I go by this place often so yesterday I stopped, got some photos and did some research. (The location remains a railway deport, the train from Shepherdstown into DC stops across the street from the old Dufffields Deport)
Duffields Depot is a 177 years old but it was only active from 1839 until 1883. The B&O railroad paid a landowner, a man named Duffield, $2500 as compensation for the portion of his land used for the railroad’s double-track right-of-way. With the money, Duffield constructed the extant stone-and-wood structure, which served as both a house for the B&O station master and as a storage depot for incoming and outgoing goods and commodities.
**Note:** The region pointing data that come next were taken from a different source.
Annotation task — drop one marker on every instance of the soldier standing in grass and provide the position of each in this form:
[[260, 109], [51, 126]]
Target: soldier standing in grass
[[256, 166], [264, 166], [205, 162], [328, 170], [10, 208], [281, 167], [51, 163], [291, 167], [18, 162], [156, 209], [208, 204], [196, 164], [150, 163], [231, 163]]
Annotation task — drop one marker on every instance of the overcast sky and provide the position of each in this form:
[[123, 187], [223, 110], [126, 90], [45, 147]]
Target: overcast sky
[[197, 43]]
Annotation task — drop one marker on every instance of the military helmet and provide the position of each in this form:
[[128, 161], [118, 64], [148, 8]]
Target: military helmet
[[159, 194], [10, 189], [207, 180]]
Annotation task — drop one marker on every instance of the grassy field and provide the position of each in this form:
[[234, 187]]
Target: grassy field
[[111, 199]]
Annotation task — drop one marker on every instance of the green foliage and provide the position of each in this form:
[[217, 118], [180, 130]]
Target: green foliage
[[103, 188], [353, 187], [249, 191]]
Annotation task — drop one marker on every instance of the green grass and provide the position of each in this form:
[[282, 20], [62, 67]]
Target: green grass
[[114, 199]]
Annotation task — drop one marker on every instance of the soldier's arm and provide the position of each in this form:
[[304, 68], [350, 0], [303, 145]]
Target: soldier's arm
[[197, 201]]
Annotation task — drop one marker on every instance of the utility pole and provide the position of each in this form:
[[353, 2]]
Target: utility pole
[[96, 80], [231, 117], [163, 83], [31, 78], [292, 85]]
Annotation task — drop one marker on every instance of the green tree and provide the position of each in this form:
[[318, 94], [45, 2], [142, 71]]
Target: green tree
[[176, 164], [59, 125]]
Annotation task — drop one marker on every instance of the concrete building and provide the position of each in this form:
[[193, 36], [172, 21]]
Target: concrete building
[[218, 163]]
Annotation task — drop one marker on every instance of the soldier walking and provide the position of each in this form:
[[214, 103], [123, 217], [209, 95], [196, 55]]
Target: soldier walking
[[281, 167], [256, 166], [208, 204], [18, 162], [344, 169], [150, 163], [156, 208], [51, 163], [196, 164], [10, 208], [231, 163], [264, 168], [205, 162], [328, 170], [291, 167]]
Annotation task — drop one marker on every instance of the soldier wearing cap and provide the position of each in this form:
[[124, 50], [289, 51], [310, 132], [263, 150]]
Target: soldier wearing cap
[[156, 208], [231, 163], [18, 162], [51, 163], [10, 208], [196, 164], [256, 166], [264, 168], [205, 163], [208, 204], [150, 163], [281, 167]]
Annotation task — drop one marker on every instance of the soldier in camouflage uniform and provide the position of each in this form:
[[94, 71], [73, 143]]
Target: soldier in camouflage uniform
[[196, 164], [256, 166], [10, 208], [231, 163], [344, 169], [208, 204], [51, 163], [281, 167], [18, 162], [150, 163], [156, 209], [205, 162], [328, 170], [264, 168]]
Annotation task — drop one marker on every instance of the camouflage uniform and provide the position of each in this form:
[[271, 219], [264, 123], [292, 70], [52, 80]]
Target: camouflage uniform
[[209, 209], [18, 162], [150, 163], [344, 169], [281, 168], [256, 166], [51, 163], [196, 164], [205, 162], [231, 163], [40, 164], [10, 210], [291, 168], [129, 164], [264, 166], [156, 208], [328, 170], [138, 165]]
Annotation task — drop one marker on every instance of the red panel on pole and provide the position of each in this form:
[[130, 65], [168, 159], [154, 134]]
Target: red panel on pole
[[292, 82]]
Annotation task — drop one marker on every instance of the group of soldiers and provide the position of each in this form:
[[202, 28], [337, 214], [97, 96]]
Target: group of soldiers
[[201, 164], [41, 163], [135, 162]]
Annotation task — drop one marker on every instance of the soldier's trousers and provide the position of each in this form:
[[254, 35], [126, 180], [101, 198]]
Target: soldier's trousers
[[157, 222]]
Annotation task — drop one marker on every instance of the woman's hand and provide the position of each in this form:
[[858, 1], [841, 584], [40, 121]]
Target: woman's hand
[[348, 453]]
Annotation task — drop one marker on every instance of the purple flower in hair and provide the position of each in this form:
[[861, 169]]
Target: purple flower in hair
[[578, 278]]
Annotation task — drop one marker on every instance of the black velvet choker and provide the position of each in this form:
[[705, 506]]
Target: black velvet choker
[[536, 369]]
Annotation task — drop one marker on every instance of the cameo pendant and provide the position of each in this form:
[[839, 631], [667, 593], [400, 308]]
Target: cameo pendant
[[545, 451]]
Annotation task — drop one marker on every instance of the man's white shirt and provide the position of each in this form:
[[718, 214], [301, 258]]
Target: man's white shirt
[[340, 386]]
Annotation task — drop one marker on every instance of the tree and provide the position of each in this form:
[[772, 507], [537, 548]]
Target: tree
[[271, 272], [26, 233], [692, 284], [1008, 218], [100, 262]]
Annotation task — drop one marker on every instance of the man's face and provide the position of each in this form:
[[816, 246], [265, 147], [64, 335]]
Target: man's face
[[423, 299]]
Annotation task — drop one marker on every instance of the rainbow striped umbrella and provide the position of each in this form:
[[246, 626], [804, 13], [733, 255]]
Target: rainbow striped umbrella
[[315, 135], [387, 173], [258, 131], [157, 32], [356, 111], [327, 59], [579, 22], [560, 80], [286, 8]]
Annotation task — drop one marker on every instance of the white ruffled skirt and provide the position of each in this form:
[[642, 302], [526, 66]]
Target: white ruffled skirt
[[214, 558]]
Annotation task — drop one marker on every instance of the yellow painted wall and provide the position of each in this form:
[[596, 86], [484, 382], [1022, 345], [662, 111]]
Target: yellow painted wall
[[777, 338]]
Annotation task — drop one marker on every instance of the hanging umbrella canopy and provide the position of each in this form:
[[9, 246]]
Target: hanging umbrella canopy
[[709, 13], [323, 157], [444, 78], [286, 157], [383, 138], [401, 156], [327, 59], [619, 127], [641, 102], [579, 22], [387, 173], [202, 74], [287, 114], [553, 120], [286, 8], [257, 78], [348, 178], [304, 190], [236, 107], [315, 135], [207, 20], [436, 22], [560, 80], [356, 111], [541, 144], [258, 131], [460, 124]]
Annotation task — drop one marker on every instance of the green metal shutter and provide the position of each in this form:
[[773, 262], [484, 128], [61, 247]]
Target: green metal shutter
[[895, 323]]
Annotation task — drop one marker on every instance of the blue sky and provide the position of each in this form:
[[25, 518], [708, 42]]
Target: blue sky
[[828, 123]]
During the Civil War, the B&O was an essential lifeline of communication and shipment for the Union Army, for Washington, DC, and for the northern states in general. On October 14, 1864 the infamous “Greenback Raid” led by Colonel John Singleton Mosby’s (Mosby’s Raiders) 43rd Virginia Battalion took place nearby.
The Confederate raiders cut the B&O tracks just west of the Depot and when the train derailed they took 20 prisoners and 15 horses. Among the prisoners were two paymasters with over $150,000 in government funds. Four months earlier, on June 29, Mosby attacked the actual depot and took fifty prisoners, including two lieutenants, before being forced to retreat by federal troops.